Have you ever seen a California Condor? They are simply spectacular. My best and favorite condor encounter was while biking on Gooseberry Mesa. We had stopped to rest and and snack along the cliff edge near The Point, and as we lounged and soaked in the sun, two condors floated in and rode the updrafts around us for a while. They were enormous, other-worldly, wild, free birds looking decidedly uninterested in us, but definitely purposeful on some mystery task. What a treat to see these rare birds, right there in front of us.
I have seen condors other times, most reliable at the observation station in the Vermillion Cliffs area. When my wife and I first visited, we read the sign, which said we could expect to see California Condors above the cliffs, and thought that was ridiculous. Imagine being a few miles down a dirt road, with nobody around, in the middle of nowhere, and trying to believe a sign that says one of the rarest birds on Earth will show up sometime in the next hour or so. We went for a hike to find an old pioneer spring nearby, and lo and behold, on our hike back to the truck, there were condors overhead. If you’re interesting in visiting the Vermillion Cliffs Condor Viewing Site, just click the link for directions.
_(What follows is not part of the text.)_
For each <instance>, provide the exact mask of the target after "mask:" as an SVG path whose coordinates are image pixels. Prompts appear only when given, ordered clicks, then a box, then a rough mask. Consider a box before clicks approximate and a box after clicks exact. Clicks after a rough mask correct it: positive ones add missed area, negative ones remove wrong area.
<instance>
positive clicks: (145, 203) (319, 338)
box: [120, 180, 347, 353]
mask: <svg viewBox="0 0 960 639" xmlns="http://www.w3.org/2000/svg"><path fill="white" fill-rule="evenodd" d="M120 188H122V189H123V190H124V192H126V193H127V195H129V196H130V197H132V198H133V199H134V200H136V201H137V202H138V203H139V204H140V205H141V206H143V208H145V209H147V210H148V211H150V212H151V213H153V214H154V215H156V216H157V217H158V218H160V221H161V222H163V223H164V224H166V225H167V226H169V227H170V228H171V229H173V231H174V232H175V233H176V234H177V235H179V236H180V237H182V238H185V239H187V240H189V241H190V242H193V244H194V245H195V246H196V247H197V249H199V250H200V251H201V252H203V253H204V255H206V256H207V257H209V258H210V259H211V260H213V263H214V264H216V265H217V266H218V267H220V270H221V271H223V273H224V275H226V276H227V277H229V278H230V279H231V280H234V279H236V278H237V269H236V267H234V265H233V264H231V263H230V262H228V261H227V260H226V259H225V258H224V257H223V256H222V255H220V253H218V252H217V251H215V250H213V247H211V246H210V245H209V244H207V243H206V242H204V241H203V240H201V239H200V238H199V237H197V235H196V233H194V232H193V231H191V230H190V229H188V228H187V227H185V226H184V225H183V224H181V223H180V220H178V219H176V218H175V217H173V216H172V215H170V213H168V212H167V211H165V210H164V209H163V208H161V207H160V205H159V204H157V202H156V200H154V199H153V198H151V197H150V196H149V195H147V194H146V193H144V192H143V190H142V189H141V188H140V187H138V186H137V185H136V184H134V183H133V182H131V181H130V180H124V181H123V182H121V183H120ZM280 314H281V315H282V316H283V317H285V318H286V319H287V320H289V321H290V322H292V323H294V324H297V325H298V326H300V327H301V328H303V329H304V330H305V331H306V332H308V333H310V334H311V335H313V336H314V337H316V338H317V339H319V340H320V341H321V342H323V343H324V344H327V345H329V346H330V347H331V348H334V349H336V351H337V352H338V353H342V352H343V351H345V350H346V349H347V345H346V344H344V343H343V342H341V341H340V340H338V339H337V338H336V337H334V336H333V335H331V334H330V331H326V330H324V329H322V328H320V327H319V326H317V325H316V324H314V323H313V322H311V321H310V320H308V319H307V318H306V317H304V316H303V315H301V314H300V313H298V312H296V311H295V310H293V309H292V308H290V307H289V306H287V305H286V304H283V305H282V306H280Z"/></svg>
I can’t call myself a proper bird lover or condor connoisseur, but I do enjoy reading the updates on their health and progress from time to time. Ranger Marker Marshall of Grand Canyon National Park recently released a lengthy update on the U.S. captive and wild condor populations, which tells lots of good, short stories about how various condors and condor pairs are doing. Spring brings news of nesting and eggs, of course, and Marker tells us which birds are succeeding in growing the condor population. Looks like we almost had breeding pair in Zion, but unfortunately the male bird consumed some lead and had to be captured for treatment. Hopefully, they will succeed in helping come back to us.